WASHINGTON, D.C.--Most front-line border protection personnel do not believe they have the tools to fight terrorism, according to a survey of Border Patrol agents and Customs and Border Protection inspectors released today by the American Federation of Government Employees (AFGE). Although 91 percent of those surveyed said protecting the country from terrorist threats, and stopping potential terrorists from entering the country are "very important" aspects of their jobs, 64 percent say they have not been given the "tools, training and support" they need to get the job done.
While 77 percent say they have seen a significant shift in their responsibilities since the terrorist attacks of September 11th, 2001, only a slim majority say the nation is safer today from such attacks than it was three years ago. A stunning 44 percent say the nation is no safer today than it was on that tragic day.

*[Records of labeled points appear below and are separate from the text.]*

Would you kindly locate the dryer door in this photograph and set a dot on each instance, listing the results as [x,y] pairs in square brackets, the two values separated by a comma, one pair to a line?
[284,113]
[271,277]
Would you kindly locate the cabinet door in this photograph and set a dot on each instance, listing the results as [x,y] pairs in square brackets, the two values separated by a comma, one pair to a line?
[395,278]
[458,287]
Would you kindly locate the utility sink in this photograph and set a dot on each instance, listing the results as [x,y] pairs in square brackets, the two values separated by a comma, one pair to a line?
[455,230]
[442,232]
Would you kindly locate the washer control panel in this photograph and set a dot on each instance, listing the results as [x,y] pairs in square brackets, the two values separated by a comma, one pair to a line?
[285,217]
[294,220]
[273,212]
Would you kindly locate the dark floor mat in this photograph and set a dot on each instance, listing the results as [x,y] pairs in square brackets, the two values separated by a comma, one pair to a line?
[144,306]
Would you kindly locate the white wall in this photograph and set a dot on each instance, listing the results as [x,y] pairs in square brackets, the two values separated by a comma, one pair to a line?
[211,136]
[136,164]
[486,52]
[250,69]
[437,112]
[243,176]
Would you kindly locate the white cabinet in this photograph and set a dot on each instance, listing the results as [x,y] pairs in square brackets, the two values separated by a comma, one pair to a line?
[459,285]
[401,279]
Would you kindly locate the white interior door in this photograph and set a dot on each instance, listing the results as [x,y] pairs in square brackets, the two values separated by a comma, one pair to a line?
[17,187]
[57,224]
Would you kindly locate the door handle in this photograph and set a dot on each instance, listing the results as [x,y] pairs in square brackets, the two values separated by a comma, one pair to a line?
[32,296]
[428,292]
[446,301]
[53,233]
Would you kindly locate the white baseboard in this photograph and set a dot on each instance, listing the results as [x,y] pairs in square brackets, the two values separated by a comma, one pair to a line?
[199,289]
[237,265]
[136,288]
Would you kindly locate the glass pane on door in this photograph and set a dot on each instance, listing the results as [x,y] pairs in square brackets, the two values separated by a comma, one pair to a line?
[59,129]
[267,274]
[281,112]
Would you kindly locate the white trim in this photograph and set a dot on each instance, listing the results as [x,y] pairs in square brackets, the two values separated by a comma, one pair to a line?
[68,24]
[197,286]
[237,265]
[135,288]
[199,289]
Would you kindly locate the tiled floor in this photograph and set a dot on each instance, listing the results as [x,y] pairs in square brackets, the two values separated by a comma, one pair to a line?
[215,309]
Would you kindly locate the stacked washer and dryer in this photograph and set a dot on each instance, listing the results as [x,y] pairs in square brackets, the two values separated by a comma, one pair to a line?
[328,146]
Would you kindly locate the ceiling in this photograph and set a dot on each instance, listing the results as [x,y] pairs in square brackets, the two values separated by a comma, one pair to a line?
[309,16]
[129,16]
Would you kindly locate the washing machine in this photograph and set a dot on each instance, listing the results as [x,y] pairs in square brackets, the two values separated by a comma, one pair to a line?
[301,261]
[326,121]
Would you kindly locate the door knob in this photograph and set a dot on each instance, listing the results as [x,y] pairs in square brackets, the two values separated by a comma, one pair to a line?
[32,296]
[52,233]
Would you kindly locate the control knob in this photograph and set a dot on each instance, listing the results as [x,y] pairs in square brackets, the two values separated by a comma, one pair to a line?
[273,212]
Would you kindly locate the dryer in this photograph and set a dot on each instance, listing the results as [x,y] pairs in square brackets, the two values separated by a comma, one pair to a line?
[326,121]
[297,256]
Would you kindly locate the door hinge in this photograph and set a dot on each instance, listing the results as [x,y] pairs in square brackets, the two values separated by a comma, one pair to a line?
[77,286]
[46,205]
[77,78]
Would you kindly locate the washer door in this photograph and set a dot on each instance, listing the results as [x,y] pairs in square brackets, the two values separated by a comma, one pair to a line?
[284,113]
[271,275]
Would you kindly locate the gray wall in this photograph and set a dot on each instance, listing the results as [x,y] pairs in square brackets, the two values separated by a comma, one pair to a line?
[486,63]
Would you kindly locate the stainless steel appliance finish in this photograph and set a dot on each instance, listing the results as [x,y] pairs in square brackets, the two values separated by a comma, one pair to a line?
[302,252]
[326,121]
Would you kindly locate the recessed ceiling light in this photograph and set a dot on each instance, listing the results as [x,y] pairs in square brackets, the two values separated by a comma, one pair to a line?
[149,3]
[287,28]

"In this time of heightened alerts and daily reports of new terrorist threats, you'd think that the Department of Homeland Security would be pouring resources into the work of those who protect our borders and enforce our immigration law," said John Gage, national president of the American Federation of Government Employees. "Instead, our survey finds that most border protection employees feel there's no way to even provide input on improving the effectiveness of their work, with 67 percent expressing concern over limited, if any, opportunities to provide input.
"Another major concern of these front-line workers is the hiring freeze now in effect in DHS," Gage continued, "a circumstance we find simply incredible in these tense times." Sixty-three percent said the hiring freeze has had a negative impact on their ability to prevent a terrorist attack.
More than three in five of those interviewed said that the Department of Homeland Security could be doing more to stop potential terrorists and protect the country.
"As the third anniversary of the September 11th, 2001, terrorist attacks fast approaches," Gage concluded, "we ask those who lead the Department of Homeland Security to reconsider the priorities set for the agency's use of its resources, and to open their ears to the concerns expressed by those charged with keeping the homeland safe from harm."